Alguns países já se comprometeram, mas ainda é difícil. A negociação para um
novo Protocolo de Quioto não será fácil, mas temos que construir esse consenso.
Quais serão os maiores obstáculos para se chegar ao
consenso?
Existe
uma coalizão entre os países desenvolvidos e, do lado oposto, outra entre as
nações em desenvolvimento. O Protocolo de Quioto estabeleceu que apenas os
primeiros deveriam se comprometer com reduções absolutas de emissões. A posição
dos países desenvolvidos é de que a concentração de dióxido de carbono na
atmosfera não é de responsabilidade exclusiva deles e que, portanto, eles não
merecem ser prejudicados, por também terem direito a investirem no próprio
desenvolvimento, o que pode ocasionar no aumento das emissões de CO2. É um
argumento forte, mas se quisermos um acordo, é preciso que os países se
comprometam. De qualquer forma, apesar desses acordos exigirem que os países
estabeleçam metas, não há nenhuma penalidade caso eles não as cumpram. Em
resumo, o grande obstáculo a ser superado é o da conciliação entre o grupo dos
desenvolvidos com o dos em desenvolvimento.

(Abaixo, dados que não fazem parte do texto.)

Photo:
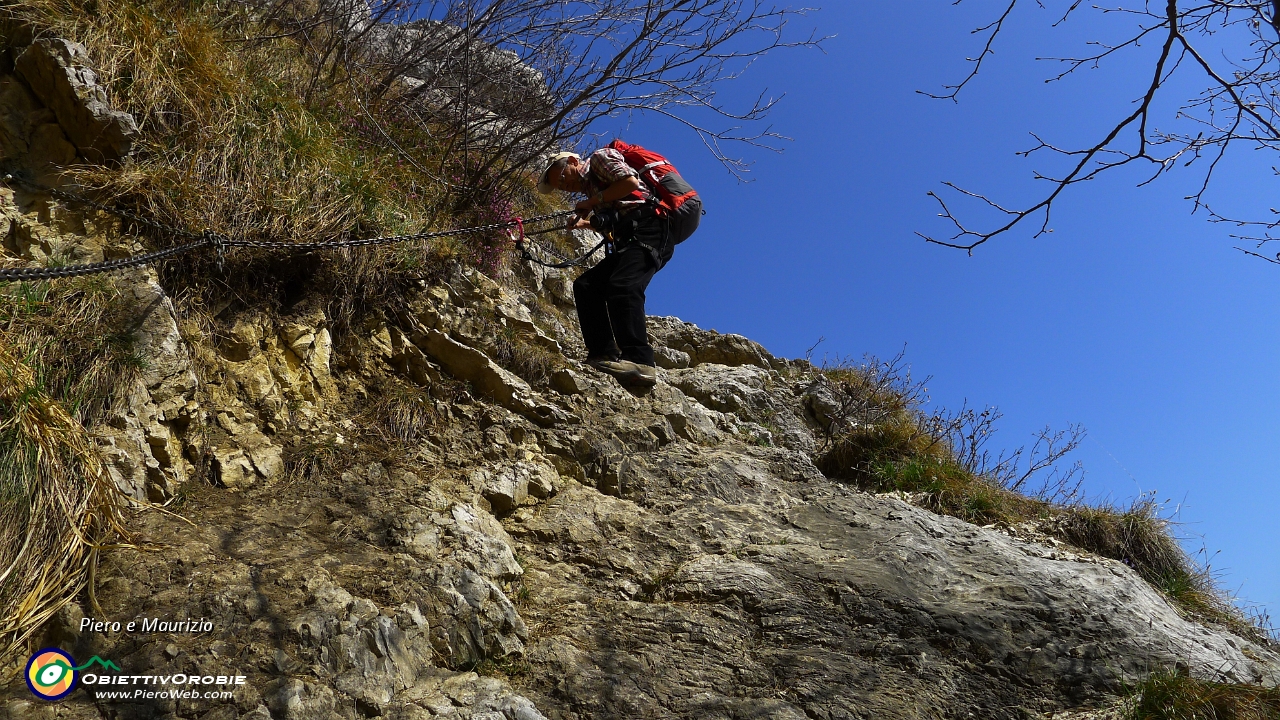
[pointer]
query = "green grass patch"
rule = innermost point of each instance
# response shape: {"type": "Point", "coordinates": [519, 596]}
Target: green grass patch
{"type": "Point", "coordinates": [1171, 696]}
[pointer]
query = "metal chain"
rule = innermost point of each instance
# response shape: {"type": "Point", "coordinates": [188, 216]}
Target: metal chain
{"type": "Point", "coordinates": [218, 241]}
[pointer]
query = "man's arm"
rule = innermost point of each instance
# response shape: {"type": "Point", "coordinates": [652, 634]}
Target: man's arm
{"type": "Point", "coordinates": [617, 191]}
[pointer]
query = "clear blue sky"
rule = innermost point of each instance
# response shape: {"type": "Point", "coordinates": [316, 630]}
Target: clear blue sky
{"type": "Point", "coordinates": [1133, 318]}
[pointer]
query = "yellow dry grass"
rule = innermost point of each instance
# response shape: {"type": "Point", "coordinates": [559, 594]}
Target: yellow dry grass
{"type": "Point", "coordinates": [58, 505]}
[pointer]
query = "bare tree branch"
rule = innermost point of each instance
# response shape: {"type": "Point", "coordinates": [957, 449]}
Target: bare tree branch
{"type": "Point", "coordinates": [1240, 105]}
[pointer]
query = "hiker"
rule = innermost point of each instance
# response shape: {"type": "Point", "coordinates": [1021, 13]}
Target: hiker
{"type": "Point", "coordinates": [638, 196]}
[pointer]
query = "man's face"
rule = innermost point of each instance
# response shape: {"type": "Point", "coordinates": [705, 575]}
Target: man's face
{"type": "Point", "coordinates": [566, 178]}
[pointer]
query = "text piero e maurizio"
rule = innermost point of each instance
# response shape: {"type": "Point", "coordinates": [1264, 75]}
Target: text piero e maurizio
{"type": "Point", "coordinates": [193, 625]}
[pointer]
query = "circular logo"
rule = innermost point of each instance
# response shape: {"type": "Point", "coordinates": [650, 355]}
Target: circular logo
{"type": "Point", "coordinates": [51, 674]}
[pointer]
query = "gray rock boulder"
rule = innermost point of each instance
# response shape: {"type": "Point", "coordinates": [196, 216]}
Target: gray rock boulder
{"type": "Point", "coordinates": [59, 74]}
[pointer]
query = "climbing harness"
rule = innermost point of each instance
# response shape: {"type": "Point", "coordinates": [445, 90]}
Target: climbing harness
{"type": "Point", "coordinates": [220, 242]}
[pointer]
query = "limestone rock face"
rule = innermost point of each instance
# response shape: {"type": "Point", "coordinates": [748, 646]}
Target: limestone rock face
{"type": "Point", "coordinates": [56, 71]}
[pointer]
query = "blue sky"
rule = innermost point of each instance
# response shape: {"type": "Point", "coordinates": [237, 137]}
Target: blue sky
{"type": "Point", "coordinates": [1134, 317]}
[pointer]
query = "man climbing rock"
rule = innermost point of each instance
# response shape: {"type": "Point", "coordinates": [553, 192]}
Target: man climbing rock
{"type": "Point", "coordinates": [640, 199]}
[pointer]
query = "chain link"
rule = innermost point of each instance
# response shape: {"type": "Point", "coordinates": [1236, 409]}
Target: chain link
{"type": "Point", "coordinates": [216, 241]}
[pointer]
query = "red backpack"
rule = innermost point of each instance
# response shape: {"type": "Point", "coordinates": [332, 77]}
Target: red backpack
{"type": "Point", "coordinates": [658, 174]}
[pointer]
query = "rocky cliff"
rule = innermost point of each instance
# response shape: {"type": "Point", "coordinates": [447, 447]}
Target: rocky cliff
{"type": "Point", "coordinates": [437, 510]}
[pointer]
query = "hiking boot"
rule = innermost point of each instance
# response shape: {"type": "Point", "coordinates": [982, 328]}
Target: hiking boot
{"type": "Point", "coordinates": [598, 361]}
{"type": "Point", "coordinates": [629, 373]}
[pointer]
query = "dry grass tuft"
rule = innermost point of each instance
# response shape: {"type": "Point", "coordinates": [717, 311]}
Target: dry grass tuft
{"type": "Point", "coordinates": [58, 506]}
{"type": "Point", "coordinates": [67, 349]}
{"type": "Point", "coordinates": [1170, 696]}
{"type": "Point", "coordinates": [882, 441]}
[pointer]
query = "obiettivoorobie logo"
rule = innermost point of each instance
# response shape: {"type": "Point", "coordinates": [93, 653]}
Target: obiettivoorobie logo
{"type": "Point", "coordinates": [53, 673]}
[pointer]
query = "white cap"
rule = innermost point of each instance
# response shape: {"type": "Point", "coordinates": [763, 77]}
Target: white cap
{"type": "Point", "coordinates": [543, 186]}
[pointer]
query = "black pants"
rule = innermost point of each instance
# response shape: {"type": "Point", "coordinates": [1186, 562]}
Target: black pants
{"type": "Point", "coordinates": [611, 295]}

Esse é um embate presente nas conferências há algum
tempo, e a impressão que ficou de Lima é que nenhum dos dois lados está
disposto a ceder. Há solução?
Esse
é o trabalho dos diplomatas. As negociações são sigilosas, eu não sei
exatamente o que está acontecendo, mas tenho certeza que estão trabalhando duro
nisso. Quanto ao embate entre os dois lados, o papel das Nações Unidas é
defender a unanimidade, ou seja, um acordo só passa se for aprovado por todos.
Se a regra fosse da maioria, seria mais simples: os países em desenvolvimento,
que representam cerca de dois terços do total da ONU, seriam beneficiados; mas
isso negaria todo o processo diplomático da ONU.
Há risco de que, depois de tanta negociação, o
acordo de Paris caia na irrelevância ao não ser ratificado pelos países mais
poluidores, como aconteceu com Quioto?
Eu
estava presente na COP-97, onde foi assinado o Protocolo. Al Gore veio à
conferência com um mandato do presidente Bill Clinton. O vice-presidente assinou
o documento, mas quando voltou para os EUA o senado o bloqueou. Poucas pessoas
sabem disso, mas naquela época o senado americano votou uma resolução chamada
Byrd-Hagel, que diz que os EUA nunca vão assinar um acordo de políticas
climáticas em que não haja um comprometimento dos países em desenvolvimento
equivalentes àqueles assumidos pelos desenvolvidos. Essa questão ainda não foi
resolvida, porém, é preciso ser otimista. Temos que lembrar que muita coisa
mudou desde 1997. O maior exemplo talvez seja o surgimento da indústria de
energia renovável, que teve um desenvolvimento espetacular nos últimos dez
anos, em consequência das negociações climáticas.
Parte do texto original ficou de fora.